Eventually pastoral ministry came along, and although from time to time I did manage to get a reading plan together and stick to it for a while, it was usually a bit ad hoc and almost always too ambitious and unsustainable. One of my problems was that I treated every book alike and felt that I needed to read every word in every book. Tony would have relieved me of such false guilt and helped me to understand the different strategies needed to read different books.
Parenting do-over
When children arrived, homeschooling certainly provided a much more reading-friendly environment than my public school did. I was stunned at the amount of reading my boys were doing (and they certainly aren’t the swotty bookworm type). By the age of seven or eight, they had read way more books than I had by the age of 20! I tried to keep them supplied with books, but I wasn’t really strategic or intentional about it. Lit! had me wishing I could re-do this aspect of my parenting. But hopefully it will help lots of other young parents for many years to come.

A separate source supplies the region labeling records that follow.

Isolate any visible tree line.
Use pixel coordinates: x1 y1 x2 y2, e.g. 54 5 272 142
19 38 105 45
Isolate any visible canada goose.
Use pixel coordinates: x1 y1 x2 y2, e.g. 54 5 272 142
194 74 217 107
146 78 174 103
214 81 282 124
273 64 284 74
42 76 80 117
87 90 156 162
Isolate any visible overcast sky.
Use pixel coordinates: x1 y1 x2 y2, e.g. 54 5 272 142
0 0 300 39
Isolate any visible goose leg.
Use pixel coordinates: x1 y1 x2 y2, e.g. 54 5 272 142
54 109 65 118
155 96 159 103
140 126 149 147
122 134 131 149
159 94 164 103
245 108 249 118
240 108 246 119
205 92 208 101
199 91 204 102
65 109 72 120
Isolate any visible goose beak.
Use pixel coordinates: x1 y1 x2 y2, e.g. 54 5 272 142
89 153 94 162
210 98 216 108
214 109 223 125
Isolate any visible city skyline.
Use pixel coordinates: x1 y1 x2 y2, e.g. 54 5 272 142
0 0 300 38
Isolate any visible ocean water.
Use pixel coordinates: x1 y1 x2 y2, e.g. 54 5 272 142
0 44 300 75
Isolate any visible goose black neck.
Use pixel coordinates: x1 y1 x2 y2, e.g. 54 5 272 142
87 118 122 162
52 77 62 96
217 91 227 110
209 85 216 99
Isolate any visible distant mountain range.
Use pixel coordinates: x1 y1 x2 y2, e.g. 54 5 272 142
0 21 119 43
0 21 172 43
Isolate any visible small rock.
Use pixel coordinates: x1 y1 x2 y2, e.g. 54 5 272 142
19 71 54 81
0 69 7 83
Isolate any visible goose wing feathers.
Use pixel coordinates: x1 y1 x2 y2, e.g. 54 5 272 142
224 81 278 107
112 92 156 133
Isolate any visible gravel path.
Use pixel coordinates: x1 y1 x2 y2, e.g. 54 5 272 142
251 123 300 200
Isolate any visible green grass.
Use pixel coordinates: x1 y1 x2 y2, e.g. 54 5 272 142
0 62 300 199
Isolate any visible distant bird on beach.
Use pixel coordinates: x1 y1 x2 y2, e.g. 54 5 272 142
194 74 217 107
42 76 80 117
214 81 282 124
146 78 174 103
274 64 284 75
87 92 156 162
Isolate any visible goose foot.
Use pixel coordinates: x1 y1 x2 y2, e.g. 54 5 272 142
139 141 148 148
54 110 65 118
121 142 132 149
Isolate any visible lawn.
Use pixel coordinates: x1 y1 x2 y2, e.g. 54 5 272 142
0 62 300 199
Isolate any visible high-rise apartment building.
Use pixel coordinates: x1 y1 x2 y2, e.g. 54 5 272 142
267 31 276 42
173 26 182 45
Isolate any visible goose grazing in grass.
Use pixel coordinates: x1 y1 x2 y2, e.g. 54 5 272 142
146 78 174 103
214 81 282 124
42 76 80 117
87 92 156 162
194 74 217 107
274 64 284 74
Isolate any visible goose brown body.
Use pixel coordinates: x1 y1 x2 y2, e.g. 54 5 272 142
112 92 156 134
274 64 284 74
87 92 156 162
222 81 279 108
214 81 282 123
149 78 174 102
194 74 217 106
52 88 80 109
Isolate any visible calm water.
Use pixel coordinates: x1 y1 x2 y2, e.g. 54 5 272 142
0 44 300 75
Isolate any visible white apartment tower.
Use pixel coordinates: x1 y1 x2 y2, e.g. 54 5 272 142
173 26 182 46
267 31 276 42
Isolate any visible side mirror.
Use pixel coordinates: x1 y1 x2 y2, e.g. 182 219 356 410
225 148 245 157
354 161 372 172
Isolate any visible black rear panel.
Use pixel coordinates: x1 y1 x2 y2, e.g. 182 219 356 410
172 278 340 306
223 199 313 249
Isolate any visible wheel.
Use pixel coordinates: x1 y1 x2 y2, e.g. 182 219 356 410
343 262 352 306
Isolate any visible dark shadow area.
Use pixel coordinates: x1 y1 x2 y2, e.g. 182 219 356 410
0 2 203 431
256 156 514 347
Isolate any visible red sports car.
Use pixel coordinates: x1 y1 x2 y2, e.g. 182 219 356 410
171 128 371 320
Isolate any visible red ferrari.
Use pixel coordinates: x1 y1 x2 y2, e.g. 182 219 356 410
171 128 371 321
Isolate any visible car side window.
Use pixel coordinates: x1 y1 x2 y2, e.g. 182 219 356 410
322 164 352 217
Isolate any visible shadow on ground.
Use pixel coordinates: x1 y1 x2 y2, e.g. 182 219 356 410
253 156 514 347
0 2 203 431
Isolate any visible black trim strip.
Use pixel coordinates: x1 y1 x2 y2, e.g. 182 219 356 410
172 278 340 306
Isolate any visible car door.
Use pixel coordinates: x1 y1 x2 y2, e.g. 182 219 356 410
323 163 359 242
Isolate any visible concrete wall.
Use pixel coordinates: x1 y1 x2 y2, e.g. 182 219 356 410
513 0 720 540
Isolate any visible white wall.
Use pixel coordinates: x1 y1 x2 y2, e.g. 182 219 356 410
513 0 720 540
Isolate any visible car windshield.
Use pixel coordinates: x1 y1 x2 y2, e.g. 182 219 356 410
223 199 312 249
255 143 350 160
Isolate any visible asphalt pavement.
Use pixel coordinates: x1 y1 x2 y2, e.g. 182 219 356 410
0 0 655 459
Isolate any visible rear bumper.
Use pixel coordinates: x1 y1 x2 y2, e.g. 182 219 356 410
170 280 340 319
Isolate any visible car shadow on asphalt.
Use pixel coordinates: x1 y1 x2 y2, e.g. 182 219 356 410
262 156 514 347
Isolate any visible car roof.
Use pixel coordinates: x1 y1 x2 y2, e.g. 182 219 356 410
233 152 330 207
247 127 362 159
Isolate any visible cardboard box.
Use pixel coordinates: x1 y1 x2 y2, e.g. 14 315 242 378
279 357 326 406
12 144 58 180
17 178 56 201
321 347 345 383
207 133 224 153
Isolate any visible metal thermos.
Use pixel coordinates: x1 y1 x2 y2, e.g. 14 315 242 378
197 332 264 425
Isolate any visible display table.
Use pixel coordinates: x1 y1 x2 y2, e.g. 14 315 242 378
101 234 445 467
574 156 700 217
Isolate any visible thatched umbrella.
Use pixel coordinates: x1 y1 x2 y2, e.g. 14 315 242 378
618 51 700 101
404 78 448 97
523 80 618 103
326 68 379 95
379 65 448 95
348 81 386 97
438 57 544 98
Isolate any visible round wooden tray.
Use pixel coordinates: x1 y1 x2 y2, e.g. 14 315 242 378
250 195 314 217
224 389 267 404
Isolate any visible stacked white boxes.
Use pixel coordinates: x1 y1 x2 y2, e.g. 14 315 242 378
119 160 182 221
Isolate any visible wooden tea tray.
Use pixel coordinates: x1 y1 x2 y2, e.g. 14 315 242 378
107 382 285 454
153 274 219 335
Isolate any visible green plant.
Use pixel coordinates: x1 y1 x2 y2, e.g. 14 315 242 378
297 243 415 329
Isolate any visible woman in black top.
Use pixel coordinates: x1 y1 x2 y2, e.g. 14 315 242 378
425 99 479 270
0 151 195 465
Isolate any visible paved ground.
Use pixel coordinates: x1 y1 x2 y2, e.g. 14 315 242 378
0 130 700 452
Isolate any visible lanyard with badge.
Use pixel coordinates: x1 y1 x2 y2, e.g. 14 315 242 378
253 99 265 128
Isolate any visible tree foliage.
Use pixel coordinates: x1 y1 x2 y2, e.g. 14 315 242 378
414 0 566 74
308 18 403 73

You’d think given my current calling that I’d now have lots of time and opportunity to carve out personal reading time; but most of my reading is still focussed on the next course, lecture, conference or sermon. I still struggle to prioritize my reading, to balance my reading, and to archive the best bits of my reading. Tony’s given me lots of new ideas and motivation on this front and I’ve already benefitted (and so has Amazon) from implementing some of them.
Highly recommended
So, thank you for this book, Tony. I highly, highly, highly recommend it to enthusiastic readers, reluctant readers, wannabe readers, and reading coaches (parents, teachers, pastors, etc). I’ve already got my teenage sons reading it (on their Kindles – sorry Tony!), and I’m planning to write some study questions to make sure they really get it. I’m so anxious to make sure that in 20 years time they don’t look back and say, as I do today, “I wish I’d read Tony Reinke’s book then.”